Ça me donne l’occasion de travailler beaucoup plus et de porter ma voix encore plus loin pour la recherche de la réconciliation. Cela n’a pas été facile au Rwanda après le génocide. Quand vous sortez de votre propre souffrance et que vous considérez la souffrance de l’autre, vous constaterez qu’il y a un autre qui souffre beaucoup plus que vous. Ce qui fait que vous oubliez votre propre souffrance pour tenir compte de la souffrance de l’autre. Ce dernier tient aussi compte de votre souffrance. Vous avez ainsi in intérêt commun de collaborer. Vous mettez de côté les barrières d’auto-défense et vous parvenez à dialoguer. Nous partageons l’humanité et la grâce de la foi en tant que chrétiens. Nous avons ainsi une base pour construire la paix et la réconciliation.
Comme cardinal, votre voix porte encore plus. Pourriez-vous lancer un message au peuple rwandais, qui est content d’avoir son premier cardinal de l’histoire et aussi un message pour le peuple africain ?
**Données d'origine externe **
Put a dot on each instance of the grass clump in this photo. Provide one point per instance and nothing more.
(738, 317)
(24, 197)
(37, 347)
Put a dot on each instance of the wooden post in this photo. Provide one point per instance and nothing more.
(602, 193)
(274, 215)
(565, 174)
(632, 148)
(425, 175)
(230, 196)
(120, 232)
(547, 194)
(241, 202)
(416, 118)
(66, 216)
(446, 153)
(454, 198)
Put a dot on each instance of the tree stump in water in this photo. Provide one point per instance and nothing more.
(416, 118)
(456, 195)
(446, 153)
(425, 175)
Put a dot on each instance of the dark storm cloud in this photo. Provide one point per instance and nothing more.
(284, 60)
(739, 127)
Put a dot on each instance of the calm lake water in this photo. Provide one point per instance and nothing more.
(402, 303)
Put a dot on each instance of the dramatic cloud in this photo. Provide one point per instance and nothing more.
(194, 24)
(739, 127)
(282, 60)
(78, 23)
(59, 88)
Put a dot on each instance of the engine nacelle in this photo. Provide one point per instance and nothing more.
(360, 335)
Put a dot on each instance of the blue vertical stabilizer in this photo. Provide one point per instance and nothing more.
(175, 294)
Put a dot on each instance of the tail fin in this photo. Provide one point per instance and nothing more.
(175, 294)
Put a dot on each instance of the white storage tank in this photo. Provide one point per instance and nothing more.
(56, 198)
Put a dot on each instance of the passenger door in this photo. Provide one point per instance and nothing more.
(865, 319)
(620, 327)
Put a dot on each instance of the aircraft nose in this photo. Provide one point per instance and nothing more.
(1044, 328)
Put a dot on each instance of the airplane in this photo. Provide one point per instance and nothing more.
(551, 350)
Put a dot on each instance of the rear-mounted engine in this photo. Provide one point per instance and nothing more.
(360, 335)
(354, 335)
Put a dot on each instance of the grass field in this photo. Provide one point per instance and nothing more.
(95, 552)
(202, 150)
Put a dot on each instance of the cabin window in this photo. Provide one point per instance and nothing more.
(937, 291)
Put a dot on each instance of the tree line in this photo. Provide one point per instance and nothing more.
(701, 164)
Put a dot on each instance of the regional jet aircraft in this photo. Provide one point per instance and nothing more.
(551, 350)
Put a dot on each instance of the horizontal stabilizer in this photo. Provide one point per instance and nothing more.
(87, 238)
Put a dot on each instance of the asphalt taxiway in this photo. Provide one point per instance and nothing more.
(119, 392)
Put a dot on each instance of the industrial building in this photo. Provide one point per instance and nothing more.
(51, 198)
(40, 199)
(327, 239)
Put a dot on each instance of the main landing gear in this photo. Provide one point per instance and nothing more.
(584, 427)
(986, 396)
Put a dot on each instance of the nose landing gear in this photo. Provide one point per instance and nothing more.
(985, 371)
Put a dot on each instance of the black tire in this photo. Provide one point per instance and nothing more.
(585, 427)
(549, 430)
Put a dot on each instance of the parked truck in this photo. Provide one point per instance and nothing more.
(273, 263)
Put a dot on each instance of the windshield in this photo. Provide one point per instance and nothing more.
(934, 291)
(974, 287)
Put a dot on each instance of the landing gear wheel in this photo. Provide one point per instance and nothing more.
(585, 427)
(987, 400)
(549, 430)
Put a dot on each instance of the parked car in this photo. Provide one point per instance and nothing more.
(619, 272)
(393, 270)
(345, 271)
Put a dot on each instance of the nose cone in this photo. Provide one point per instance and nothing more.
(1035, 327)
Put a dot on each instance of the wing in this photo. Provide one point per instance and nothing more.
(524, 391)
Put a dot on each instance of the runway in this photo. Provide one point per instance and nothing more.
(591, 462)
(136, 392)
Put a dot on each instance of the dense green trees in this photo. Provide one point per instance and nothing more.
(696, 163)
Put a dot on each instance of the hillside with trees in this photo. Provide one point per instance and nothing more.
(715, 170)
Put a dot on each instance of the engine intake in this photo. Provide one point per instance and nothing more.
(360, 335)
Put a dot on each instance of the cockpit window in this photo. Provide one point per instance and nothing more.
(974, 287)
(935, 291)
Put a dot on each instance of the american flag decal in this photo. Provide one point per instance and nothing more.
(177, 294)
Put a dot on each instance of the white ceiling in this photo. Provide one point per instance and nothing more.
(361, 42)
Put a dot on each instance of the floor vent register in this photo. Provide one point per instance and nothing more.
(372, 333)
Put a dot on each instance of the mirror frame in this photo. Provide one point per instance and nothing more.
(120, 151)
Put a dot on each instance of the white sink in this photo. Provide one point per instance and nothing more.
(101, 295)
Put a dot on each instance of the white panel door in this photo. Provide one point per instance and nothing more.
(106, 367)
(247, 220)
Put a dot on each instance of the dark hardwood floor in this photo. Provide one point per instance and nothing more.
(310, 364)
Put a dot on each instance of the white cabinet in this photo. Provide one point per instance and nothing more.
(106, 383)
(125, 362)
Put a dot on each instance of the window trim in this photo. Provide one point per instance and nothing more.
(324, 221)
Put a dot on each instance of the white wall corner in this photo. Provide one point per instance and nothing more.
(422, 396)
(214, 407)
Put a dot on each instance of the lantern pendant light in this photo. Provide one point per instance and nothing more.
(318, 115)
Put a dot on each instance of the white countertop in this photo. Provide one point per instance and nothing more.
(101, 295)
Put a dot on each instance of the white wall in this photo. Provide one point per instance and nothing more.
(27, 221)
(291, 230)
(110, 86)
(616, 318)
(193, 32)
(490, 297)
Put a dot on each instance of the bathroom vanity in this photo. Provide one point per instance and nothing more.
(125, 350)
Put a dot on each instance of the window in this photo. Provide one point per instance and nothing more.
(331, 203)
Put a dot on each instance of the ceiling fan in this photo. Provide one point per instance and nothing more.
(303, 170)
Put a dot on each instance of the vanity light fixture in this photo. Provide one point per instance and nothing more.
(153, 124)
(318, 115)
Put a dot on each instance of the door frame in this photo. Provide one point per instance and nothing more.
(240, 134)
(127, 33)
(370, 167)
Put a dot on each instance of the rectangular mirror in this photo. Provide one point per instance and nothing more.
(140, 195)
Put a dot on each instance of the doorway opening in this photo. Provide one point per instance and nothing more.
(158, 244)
Chers frères et sœurs, ce qui me touche beaucoup et me fait plaisir c’est de voir combien vous aimez le Seigneur. Nous avons un peuple qui aime Dieu et qui cherche le salut en Dieu. Parfois, ce peuple est manipulé par certains pasteurs, mais ce peuple fait surtout preuve d’une soif du salut de Dieu et de la parole de Dieu. Et, sur cette base de l’amour de Dieu, nous avons une base pour construire notre fraternité. L’amour de Dieu signifie que nous sommes des frères et des sœurs. Voir l’image de Dieu dans l’autre est une base pour surmonter les différences et insister sur ce que nous avons en commun. Je me souviens d’un écrivain au Rwanda, qui avait écrit des mots au sein d’une église où plusieurs personnes avaient été tuées pendant le génocide. Il avait écrit : « Si vous saviez qui je suis, vous ne m’auriez pas tué ». Cela veut dire, si vous aviez constaté que je porte l’image de Dieu et que vous portez également l’image de Dieu, vous auriez trouvé que je suis en vous et vous alliez vous identifier également à moi. C’est cette base et cette identité commune, comme enfants de Dieu, qui est fondamentale pour surmonter les divisions. Les différences ne seraient pas un problème, mais plutôt une richesse. Saint Paul nous donne un bon exemple. Tout comme dans le corps, les membres sont différents, les bras ne peuvent pas être comme les jambes et les yeux ne peuvent pas être comme la bouche. Si tout le corps devient un seul membre, la vie ne serait pas possible. Les différences sont une richesse pour vivre en harmonie. Je saisis également cette occasion pour appeler à continuer dans la ligne de la prière. L’ACEAC a choisi le premier dimanche de l’Avent pour prier en faveur de la paix. Nous sommes faibles et, parfois, les évènements nous dépassent. Mais, avec la prière, nous pouvons y arriver. Dans le jardin de Gethsémané, quand le Seigneur a trouvé les apôtres qui devaient l’accompagner en train de dormir, il leur a dit qu’il fallait prier, parce que le cœur cherche à faire du bien, mais la faiblesse du corps gagne sur la force du cœur. Néanmoins, c’est la prière qui donne de la force au cœur.